RE: How to easily defeat any argument for God
August 13, 2019 at 10:29 am
(This post was last modified: August 13, 2019 at 10:33 am by GrandizerII.)
Quote:This is important, but too difficult for me. Plato, Plotinus, a lot of the big guys, associated being with the good. Non-being is bad.
For them, God is both existence itself, and the Good itself. And these are not just a random combination, but the only way it could be.
Sad to say, I haven't worked out why they say that yet.
But it means that for Christians, God is essential to morality, to the existence of the Good, because God is essential for the existence of everything, because you can't have anything without existence, which is God. And you can't have good at all without God, who is the good.
I'm working on all this. Reading a tough book about Plotinus right now. It is all fascinating, and more difficult than people make it out to be.
Well, I've read philosophy books by theist philosophers. I had a hard time with some of their reasoning as well, but only because they were saying stuff that wasn't very convincing. It does not necessarily mean that they have something right, and I'm just not getting it.

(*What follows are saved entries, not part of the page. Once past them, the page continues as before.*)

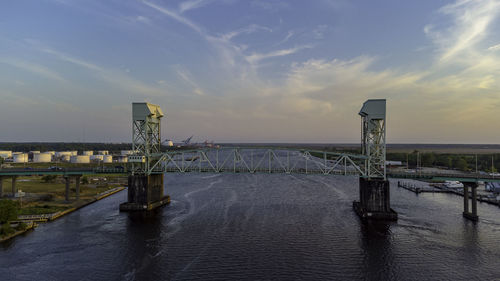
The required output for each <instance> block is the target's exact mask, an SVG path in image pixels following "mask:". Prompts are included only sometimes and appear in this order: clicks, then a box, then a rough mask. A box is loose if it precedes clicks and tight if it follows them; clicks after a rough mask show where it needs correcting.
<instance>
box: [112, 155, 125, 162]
mask: <svg viewBox="0 0 500 281" xmlns="http://www.w3.org/2000/svg"><path fill="white" fill-rule="evenodd" d="M115 158H116V162H118V163H127V162H128V156H127V155H118V156H116V157H115Z"/></svg>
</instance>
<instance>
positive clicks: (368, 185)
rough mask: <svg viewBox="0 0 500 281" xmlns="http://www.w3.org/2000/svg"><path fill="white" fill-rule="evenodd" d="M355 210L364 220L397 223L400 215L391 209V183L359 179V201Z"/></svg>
mask: <svg viewBox="0 0 500 281" xmlns="http://www.w3.org/2000/svg"><path fill="white" fill-rule="evenodd" d="M353 208H354V210H355V211H356V213H357V214H358V216H359V217H361V218H362V219H369V220H385V221H395V220H397V219H398V214H397V213H396V212H395V211H394V210H393V209H391V200H390V187H389V181H388V180H384V179H383V178H380V179H373V178H372V179H366V178H362V177H360V178H359V201H354V202H353Z"/></svg>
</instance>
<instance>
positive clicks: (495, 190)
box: [484, 182, 500, 193]
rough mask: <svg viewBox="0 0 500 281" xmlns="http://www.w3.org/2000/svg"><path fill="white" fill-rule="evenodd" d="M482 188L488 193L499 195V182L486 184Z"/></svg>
mask: <svg viewBox="0 0 500 281" xmlns="http://www.w3.org/2000/svg"><path fill="white" fill-rule="evenodd" d="M484 188H485V189H486V190H487V191H490V192H494V193H500V182H488V183H486V185H485V187H484Z"/></svg>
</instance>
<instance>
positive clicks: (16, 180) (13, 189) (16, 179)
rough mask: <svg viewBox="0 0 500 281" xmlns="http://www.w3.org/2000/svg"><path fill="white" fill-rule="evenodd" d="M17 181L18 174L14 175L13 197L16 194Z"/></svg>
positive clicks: (12, 194)
mask: <svg viewBox="0 0 500 281" xmlns="http://www.w3.org/2000/svg"><path fill="white" fill-rule="evenodd" d="M16 181H17V176H12V197H14V196H15V195H16V191H17V189H16Z"/></svg>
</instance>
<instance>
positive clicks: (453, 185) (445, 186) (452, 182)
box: [444, 181, 464, 188]
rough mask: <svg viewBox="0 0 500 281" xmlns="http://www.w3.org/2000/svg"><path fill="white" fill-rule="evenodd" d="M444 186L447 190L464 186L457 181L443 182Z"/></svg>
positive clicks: (459, 187)
mask: <svg viewBox="0 0 500 281" xmlns="http://www.w3.org/2000/svg"><path fill="white" fill-rule="evenodd" d="M444 186H445V187H448V188H462V187H464V184H463V183H461V182H459V181H445V182H444Z"/></svg>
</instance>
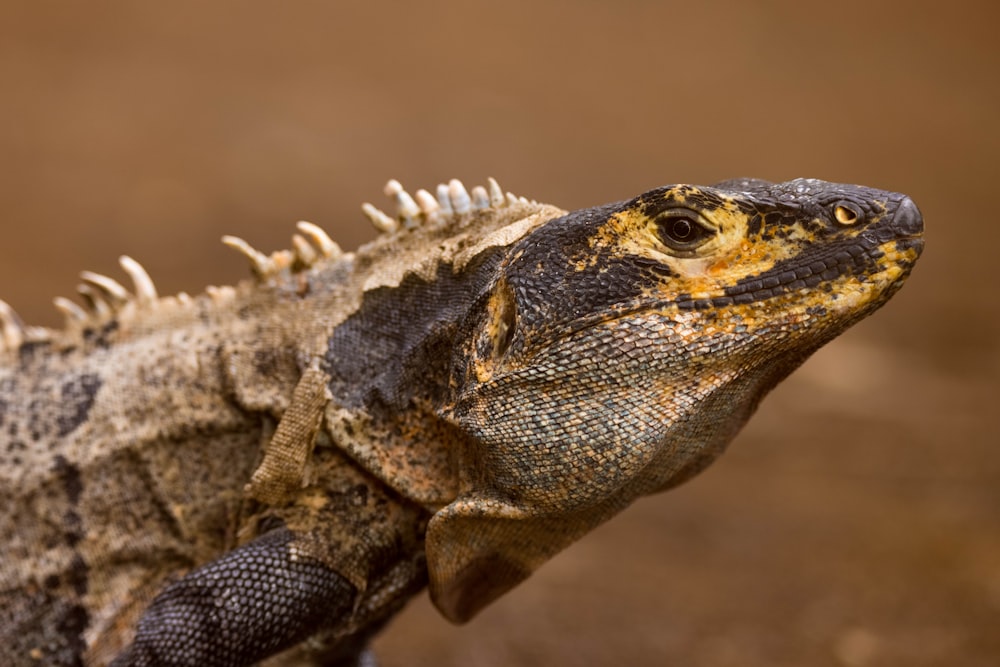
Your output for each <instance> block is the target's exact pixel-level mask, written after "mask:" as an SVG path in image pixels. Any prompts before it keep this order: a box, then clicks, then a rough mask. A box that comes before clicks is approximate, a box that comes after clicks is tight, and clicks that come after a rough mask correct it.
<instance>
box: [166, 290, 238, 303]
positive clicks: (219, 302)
mask: <svg viewBox="0 0 1000 667" xmlns="http://www.w3.org/2000/svg"><path fill="white" fill-rule="evenodd" d="M205 294H207V295H208V298H210V299H211V300H212V301H213V302H214V303H216V304H223V303H226V302H228V301H232V300H233V299H235V298H236V289H235V288H234V287H233V286H232V285H223V286H222V287H218V286H216V285H209V286H208V287H206V288H205ZM177 303H179V304H180V305H182V306H186V305H189V304H190V303H191V297H189V296H188V295H187V294H185V293H184V292H181V293H180V294H178V295H177Z"/></svg>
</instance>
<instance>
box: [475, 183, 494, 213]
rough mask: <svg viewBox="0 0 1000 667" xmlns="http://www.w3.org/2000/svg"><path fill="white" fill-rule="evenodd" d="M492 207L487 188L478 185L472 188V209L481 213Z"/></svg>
mask: <svg viewBox="0 0 1000 667" xmlns="http://www.w3.org/2000/svg"><path fill="white" fill-rule="evenodd" d="M489 207H490V196H489V195H488V194H486V188H484V187H483V186H481V185H477V186H476V187H474V188H472V208H475V209H478V210H480V211H482V210H485V209H488V208H489Z"/></svg>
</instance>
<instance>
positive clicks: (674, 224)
mask: <svg viewBox="0 0 1000 667" xmlns="http://www.w3.org/2000/svg"><path fill="white" fill-rule="evenodd" d="M693 233H694V228H693V227H692V226H691V221H690V220H685V219H684V218H674V219H673V221H672V222H671V223H670V236H672V237H674V238H675V239H677V240H678V241H687V240H688V239H689V238H691V235H692V234H693Z"/></svg>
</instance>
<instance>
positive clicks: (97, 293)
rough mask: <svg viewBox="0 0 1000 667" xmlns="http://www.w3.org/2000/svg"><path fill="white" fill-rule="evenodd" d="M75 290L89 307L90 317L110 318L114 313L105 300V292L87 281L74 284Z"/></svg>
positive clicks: (109, 318) (98, 317) (98, 319)
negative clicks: (75, 285) (97, 287)
mask: <svg viewBox="0 0 1000 667" xmlns="http://www.w3.org/2000/svg"><path fill="white" fill-rule="evenodd" d="M76 291H77V292H79V293H80V296H82V297H83V300H84V301H85V302H86V304H87V306H88V307H89V309H90V314H91V316H92V317H94V318H96V319H98V320H105V319H110V318H111V315H112V314H113V313H114V309H113V308H112V307H111V305H110V304H109V303H108V302H107V293H106V292H104V291H103V290H101V289H98V288H95V287H94V286H93V285H91V284H89V283H83V284H80V285H77V286H76Z"/></svg>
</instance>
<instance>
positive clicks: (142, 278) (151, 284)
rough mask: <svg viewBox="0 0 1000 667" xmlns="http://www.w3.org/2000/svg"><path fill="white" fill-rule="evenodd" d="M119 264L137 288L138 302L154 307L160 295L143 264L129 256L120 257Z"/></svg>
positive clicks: (125, 255)
mask: <svg viewBox="0 0 1000 667" xmlns="http://www.w3.org/2000/svg"><path fill="white" fill-rule="evenodd" d="M118 263H119V264H121V267H122V269H124V270H125V273H127V274H128V277H129V278H131V279H132V285H134V286H135V298H136V301H137V302H138V303H139V304H140V305H143V306H148V305H154V304H155V303H156V301H157V298H158V297H159V295H158V294H157V293H156V285H154V284H153V279H152V278H150V277H149V273H148V272H147V271H146V269H145V268H144V267H143V266H142V264H140V263H139V262H137V261H135V260H134V259H132V258H131V257H129V256H128V255H122V256H121V257H119V258H118Z"/></svg>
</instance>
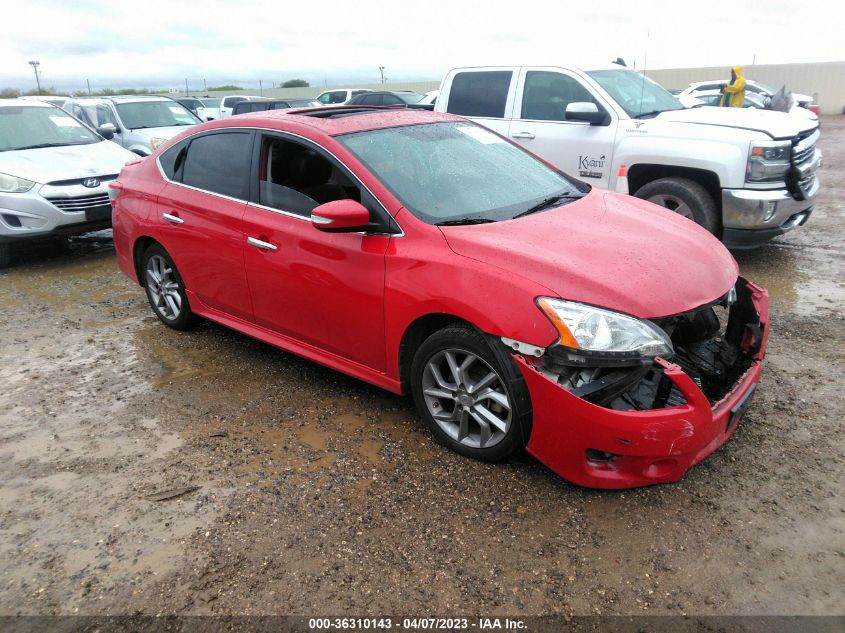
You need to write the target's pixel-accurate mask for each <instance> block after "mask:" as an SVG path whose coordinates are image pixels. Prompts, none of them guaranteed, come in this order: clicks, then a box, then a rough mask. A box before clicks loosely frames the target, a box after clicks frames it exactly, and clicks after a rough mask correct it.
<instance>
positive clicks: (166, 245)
mask: <svg viewBox="0 0 845 633" xmlns="http://www.w3.org/2000/svg"><path fill="white" fill-rule="evenodd" d="M445 120H460V119H459V118H458V117H453V116H451V115H446V114H434V113H431V112H425V111H415V110H386V111H384V112H377V113H371V114H363V115H356V116H349V117H343V118H340V119H321V118H314V117H303V116H297V115H296V114H290V113H289V112H283V111H270V112H266V113H261V114H253V115H241V116H238V117H234V118H230V119H225V120H222V121H213V122H209V123H206V124H204V125H201V126H197V127H195V128H192V129H191V130H190V131H188V132H185V133H184V134H182V135H181V136H179V137H177V138H175V139H173V140H172V141H171V142H169V143H168V144H166V146H164V147H162V148H160V149H159V151H158V152H156V153H154V154H153V156H152V157H150V158H147V159H145V160H143V161H140V162H137V163H131V164H129V165H127V167H125V168H124V170H123V171H122V172H121V175H120V178H119V182H118V183H117V184H116V185H117V186H121V187H122V190H121V195H120V196H119V198H118V199H117V201H116V204H115V209H114V238H115V248H116V250H117V255H118V263H119V266H120V268H121V270H123V272H125V273H126V274H127V275H129V276H130V277H132V278H133V279H136V281H137V272H136V268H135V266H136V264H135V259H134V257H135V250H136V245H139V244H145V243H146V241H147V240H152V241H156V242H159V243H161V244H162V246H163V247H164V248H165V249H166V250H167V251H168V252H169V253H170V255H171V256H172V257H173V259H174V261H175V262H176V265H177V267H178V268H179V271H180V273H181V274H182V277H183V279H184V281H185V284H186V288H187V291H188V297H189V300H190V303H191V307H192V308H193V310H194V311H195V312H196V313H198V314H200V315H202V316H205V317H207V318H209V319H211V320H214V321H217V322H219V323H222V324H223V325H226V326H228V327H231V328H233V329H236V330H239V331H241V332H243V333H245V334H247V335H249V336H253V337H255V338H258V339H260V340H262V341H264V342H266V343H269V344H271V345H275V346H277V347H280V348H282V349H285V350H288V351H290V352H292V353H295V354H299V355H301V356H303V357H305V358H308V359H311V360H314V361H316V362H320V363H322V364H324V365H327V366H329V367H332V368H334V369H337V370H339V371H342V372H345V373H347V374H350V375H352V376H355V377H357V378H360V379H362V380H365V381H367V382H370V383H373V384H375V385H378V386H379V387H382V388H385V389H388V390H390V391H393V392H395V393H401V392H402V390H403V385H402V383H401V377H400V367H399V356H400V353H399V352H400V346H401V343H402V339H403V336H404V335H405V333H406V332H407V331H408V328H409V327H410V326H411V325H412V324H413V323H414V322H415V321H416V320H417V319H420V318H422V317H426V316H428V315H431V314H448V315H453V316H455V317H459V318H461V319H464V320H465V321H468V322H469V323H472V324H473V325H475V326H476V327H477V328H479V329H480V330H482V331H484V332H487V333H489V334H492V335H495V336H507V337H510V338H514V339H517V340H520V341H524V342H528V343H533V344H535V345H540V346H546V345H549V344H551V343H553V342H554V341H555V340H556V338H557V333H556V331H555V329H554V328H553V327H552V325H551V323H550V322H549V320H548V319H547V318H546V317H545V316H544V315H543V314H542V312H541V311H540V310H539V309H538V308H537V306H536V304H535V301H536V298H537V297H538V296H543V295H545V296H554V297H563V298H566V299H571V300H576V301H581V302H585V303H591V304H596V305H600V306H603V307H608V308H611V309H615V310H619V311H622V312H626V313H629V314H633V315H635V316H639V317H657V316H667V315H670V314H677V313H680V312H684V311H687V310H691V309H693V308H696V307H699V306H701V305H703V304H706V303H709V302H711V301H713V300H715V299H717V298H718V297H720V296H722V295H723V294H724V293H725V292H726V291H727V290H728V289H729V288H730V287H731V286H732V284H733V283H734V281H735V280H736V276H737V267H736V263H735V262H734V261H733V258H732V257H731V256H730V254H729V253H728V252H727V251H726V250H725V249H724V247H723V246H722V245H721V244H720V243H719V242H718V240H716V239H715V238H714V237H712V236H711V235H709V234H708V233H707V232H706V231H704V230H703V229H700V228H699V227H698V226H696V225H694V224H693V223H691V222H688V221H686V220H683V219H680V218H678V217H677V216H675V215H674V214H672V213H670V212H668V211H665V210H663V209H661V208H659V207H657V206H654V205H651V204H649V203H645V202H642V201H639V200H636V199H634V198H630V197H627V196H618V195H616V194H612V193H609V192H606V191H601V190H593V191H592V192H591V193H590V194H589V195H588V196H586V197H585V198H583V199H582V200H580V201H577V202H573V203H571V204H568V205H565V206H563V207H560V208H558V209H555V210H552V211H548V212H543V213H538V214H535V215H531V216H527V217H525V218H521V219H517V220H511V221H508V222H501V223H495V224H483V225H475V226H465V227H435V226H431V225H428V224H425V223H423V222H421V221H419V220H417V219H416V218H414V217H413V216H412V215H411V214H410V213H409V212H407V211H406V210H403V209H402V206H401V204H400V203H399V201H397V200H396V199H395V198H394V197H393V196H392V195H391V194H390V193H389V192H388V191H387V190H386V188H385V187H384V186H383V185H382V184H381V183H380V182H379V181H378V180H377V179H376V178H375V177H374V176H373V175H372V174H371V173H369V172H368V171H367V170H366V169H365V168H364V167H363V166H362V165H361V164H360V163H359V162H358V161H357V160H356V159H355V158H354V157H353V156H352V155H350V154H349V153H348V152H347V151H346V150H345V149H344V148H343V147H342V146H341V145H340V144H339V143H337V142H336V141H335V139H333V138H332V135H336V134H341V133H346V132H354V131H360V130H366V129H375V128H383V127H389V126H396V125H409V124H415V125H416V124H425V123H427V122H434V121H445ZM224 127H240V128H244V127H246V128H262V129H271V130H279V131H284V132H288V133H291V134H295V135H298V136H300V137H304V138H306V139H309V140H311V141H313V142H314V143H317V144H318V145H320V146H322V147H324V148H325V149H327V150H328V151H329V152H331V153H333V154H334V155H335V156H337V157H338V158H339V160H340V161H342V162H343V163H344V164H345V165H346V166H347V167H348V168H349V169H350V170H351V171H352V172H353V173H354V174H355V175H356V176H357V177H358V178H359V179H360V180H361V181H362V182H363V183H364V184H365V185H366V186H367V187H368V188H369V189H370V190H371V192H372V193H373V194H374V195H375V196H376V198H378V199H379V201H380V202H381V203H382V205H383V206H384V207H385V208H386V209H387V211H388V212H389V213H391V214H392V215H393V217H394V218H395V219H396V221H397V222H398V223H399V225H400V226H401V227H402V231H403V235H401V236H384V235H362V234H359V233H330V232H325V231H321V230H318V229H317V228H315V227H314V226H312V224H311V222H310V221H309V219H308V218H304V217H293V216H291V215H288V214H283V213H273V212H269V211H268V210H266V209H260V208H256V207H255V206H251V205H248V204H246V203H245V202H239V201H234V200H229V199H225V198H223V197H221V196H215V195H213V194H208V193H204V192H200V191H197V190H194V189H191V188H188V187H184V186H182V185H179V184H174V183H167V182H166V181H165V180H164V179H163V178H162V176H161V173H160V172H159V169H158V166H157V163H156V157H157V155H158V154H159V153H160V152H161V151H164V150H166V149H167V147H170V146H171V145H172V144H173V143H176V142H178V141H179V140H181V138H184V137H185V136H188V135H190V134H195V133H197V132H201V131H203V130H207V129H215V128H224ZM254 169H256V171H257V166H256V167H255V168H254ZM255 178H256V179H257V178H258V174H257V173H256V174H255ZM329 207H331V204H330V205H329ZM329 210H331V209H329ZM163 213H169V214H171V215H175V216H176V217H178V218H181V219H184V220H185V223H184V224H174V223H170V222H167V221H165V220H163V217H162V214H163ZM340 215H343V213H340ZM247 237H253V238H255V239H258V240H261V241H262V242H266V243H268V244H270V245H272V246H274V247H276V250H259V249H257V248H254V247H251V246H248V245H247V243H246V239H247ZM140 240H144V241H143V242H141V241H140ZM754 288H755V301H756V302H757V307H758V310H759V311H760V315H761V318H762V319H763V320H764V321H766V320H767V315H766V313H765V311H766V294H765V291H764V290H762V289H759V288H756V287H754ZM766 333H767V334H768V329H766ZM764 344H765V341H764ZM759 358H760V359H762V351H761V353H760V355H759ZM517 362H518V363H519V365H520V368H521V369H522V372H523V374H524V376H525V380H526V382H527V384H528V387H529V390H530V392H531V398H532V404H533V409H534V423H533V432H532V435H531V438H530V440H529V443H528V450H529V451H531V452H532V453H533V454H534V455H535V456H536V457H537V458H538V459H540V460H541V461H542V462H543V463H545V464H546V465H548V466H549V467H550V468H552V469H553V470H554V471H555V472H557V473H559V474H561V475H562V476H564V477H566V478H567V479H570V480H571V481H574V482H576V483H580V484H582V485H589V486H596V487H613V488H624V487H631V486H638V485H644V484H650V483H658V482H663V481H674V480H676V479H678V478H679V477H681V475H682V474H683V472H684V471H685V470H686V469H687V468H689V467H690V466H691V465H692V464H694V463H696V462H698V461H700V460H701V459H703V458H704V457H705V456H706V455H708V454H709V453H710V452H712V451H713V450H715V449H716V448H717V447H718V446H719V445H721V443H722V442H724V441H725V440H726V439H727V437H728V436H729V435H730V433H731V432H732V430H730V431H728V432H727V433H725V432H724V427H725V421H726V416H727V415H729V413H728V411H729V409H730V407H731V406H732V403H734V402H735V401H736V400H738V399H739V398H741V397H742V395H743V393H744V392H745V391H746V390H747V389H748V388H749V387H750V385H751V384H753V383H754V382H756V381H757V380H758V379H759V372H760V365H759V362H758V363H757V364H755V365H754V366H753V367H752V368H751V369H750V370H749V371H748V373H747V374H746V376H745V377H744V378H743V380H742V381H741V383H740V384H739V385H738V386H737V388H736V389H735V391H734V392H733V393H732V394H730V395H729V396H728V398H726V400H725V401H724V402H723V403H720V404H719V405H717V406H716V407H715V408H713V409H711V407H710V406H709V404H708V403H707V400H706V399H705V398H704V396H703V394H701V392H700V390H698V388H697V387H696V386H695V385H694V384H693V383H692V381H691V380H690V379H689V378H688V377H687V376H686V375H685V374H683V372H681V371H680V370H679V369H676V368H674V367H669V368H668V369H667V370H666V371H667V373H668V374H669V375H670V376H671V377H672V379H673V380H675V382H676V383H677V384H678V387H679V388H680V389H681V390H682V391H683V392H684V394H685V396H686V397H687V401H688V404H687V405H686V406H684V407H676V408H671V409H662V410H656V411H644V412H636V413H627V412H618V411H610V410H607V409H602V408H600V407H596V406H595V405H592V404H590V403H587V402H585V401H583V400H581V399H579V398H576V397H574V396H572V395H571V394H569V393H568V392H566V391H565V390H563V389H562V388H560V387H558V386H557V385H556V384H554V383H552V382H551V381H549V380H548V379H546V378H545V377H543V376H542V375H541V374H539V373H537V372H536V371H535V370H534V369H532V368H531V367H529V366H528V365H527V364H525V363H524V362H523V361H522V360H521V359H518V360H517ZM622 440H626V442H622ZM587 448H594V449H598V450H605V451H608V452H612V453H618V454H621V455H623V457H621V458H619V459H618V460H615V461H614V462H613V466H612V467H604V468H597V467H595V466H593V465H590V464H587V463H586V459H585V457H584V455H585V453H584V451H585V450H586V449H587Z"/></svg>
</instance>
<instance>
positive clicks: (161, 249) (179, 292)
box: [140, 244, 200, 330]
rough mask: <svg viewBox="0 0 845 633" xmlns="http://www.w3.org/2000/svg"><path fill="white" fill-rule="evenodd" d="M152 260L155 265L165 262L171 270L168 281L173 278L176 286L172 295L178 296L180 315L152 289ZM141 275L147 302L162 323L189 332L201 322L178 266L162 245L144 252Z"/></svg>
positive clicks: (142, 258) (174, 297)
mask: <svg viewBox="0 0 845 633" xmlns="http://www.w3.org/2000/svg"><path fill="white" fill-rule="evenodd" d="M152 260H155V263H158V262H161V261H163V262H164V263H166V265H167V266H169V268H170V273H168V279H170V278H171V277H172V281H171V282H170V283H172V284H174V287H173V288H172V290H171V293H172V294H177V295H178V307H179V310H178V313H177V312H175V311H173V310H172V309H171V308H170V306H172V305H173V304H172V303H169V302H168V301H166V300H163V299H162V300H159V299H158V298H157V297H161V293H160V292H158V291H157V289H155V288H153V287H152V285H153V284H154V283H155V282H154V281H153V279H152V278H151V277H150V275H149V274H148V269H149V267H150V262H151V261H152ZM171 273H172V275H171ZM140 274H141V284H142V285H143V286H144V290H145V291H146V292H147V300H148V301H149V302H150V307H151V308H152V309H153V312H154V313H155V315H156V316H157V317H158V318H159V320H160V321H161V322H162V323H164V324H165V325H166V326H167V327H172V328H173V329H174V330H188V329H190V328H192V327H194V326H195V325H196V324H197V323H198V322H199V320H200V319H199V317H198V316H197V315H195V314H194V313H193V311H192V310H191V304H190V303H189V302H188V295H187V293H186V292H185V284H184V282H183V281H182V276H181V275H180V274H179V270H178V269H177V268H176V264H174V263H173V258H171V257H170V255H169V254H168V252H167V251H166V250H164V248H163V247H162V246H161V245H160V244H153V245H152V246H150V247H149V248H148V249H147V250H146V251H144V255H143V257H142V258H141V271H140ZM172 294H171V299H172V300H173V301H175V300H176V298H175V297H173V296H172Z"/></svg>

Also, going back to the whole "something that is good is just good", doesn't that violate the PSR anyhow? I seem to recall theologians love their PSR. So do I, FTR.
(August 13, 2019 at 10:27 am)Acrobat Wrote:(August 13, 2019 at 10:06 am)Grandizer Wrote: Murder takes away the life of another human being. The falling of a stone involves, well, merely the movement of a stone from a higher altitude to lower. We can look at these statements and see that there is something about murder that's just wrong (based on what it involves), but we don't see that same thing (or anything of the sort) about the second statement.
You’re right about one thing, we are seeing “wrong”, we’re not feeling it, thinking it, it’s not reflection of our state of mind, but something we are seeing.
But the wrongness we’re seeing is not in the facts regarding the taking of life here. You’re confusing something in which the light illuminates, with the light itself.
We're still doing the assigning of "right/wrong" (as a species), but we base the judgement on external acts.
Your light analogy, once again, indicates to me that you believe murder is wrong because of the Good. I can't accept that because it implies divine arbitrariness.